Cloud-deployed agent never connects

Hi everyone,

I’m stuck getting a Python voice agent to run on LiveKit Cloud.

Local dev works; cloud deployment silently fails.


Goal / expected
Deploy the same voice agent to LiveKit Cloud and have it auto-join rooms created by my React front-end or the Agent Playground.


Actual behaviour

  • Agent Playground shows spinner forever.

  • My front-end shows no error in console / network tabs and the agent never appears.

  • Cloud dashboard → Agents tab shows the deployment as “Running” with concurrent agent sessions that seems to go up in number event thou Sessions tab show that all sessions have ended.

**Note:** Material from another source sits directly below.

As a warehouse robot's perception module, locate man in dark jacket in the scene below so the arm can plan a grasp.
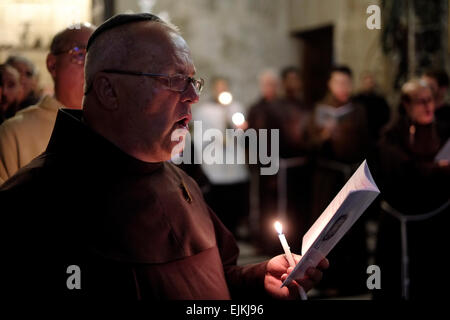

  • I can’t find proper logs but the dashboard doesn’t show errors.


Environment

  • livekit-agents ~= 1.3
  • livekit-plugins-noise-cancellation ~= 0.2
  • Python 3.12
  • lk version 2.12.9

Any ideas how to debug further or what I missed?

Thanks a million!

Hi @Sal_Hasan. This issue usually means the agent is accepting jobs but crashing before it actually joins the room. Most likely cause is an issue with the environment, maybe an env var missing(like API keys) that exist in your local .env but weren’t set in the cloud deployment.

Can you check the agent logs in the Cloud dashboard (Agents → your agent → Logs)? If there’s nothing useful there, try adding more logs and redeploying with LOG_LEVEL=DEBUG and share what you see, that should pinpoint exactly where it’s failing

Hello @cdutr,

Thanks for the suggestion! I added detailed logs and redeployed with LOG_LEVEL=DEBUG.

From the Cloud logs, the agent appears to start successfully with no crash/traceback. The logs also don’t show any room connection or anything like logs in local dev.

  • worker starts
  • plugins preload
  • process initializes
  • worker registers successfully (registered worker, protocol 16, region shown)

I also log an environment snapshot at startup, and all expected keys are present in cloud.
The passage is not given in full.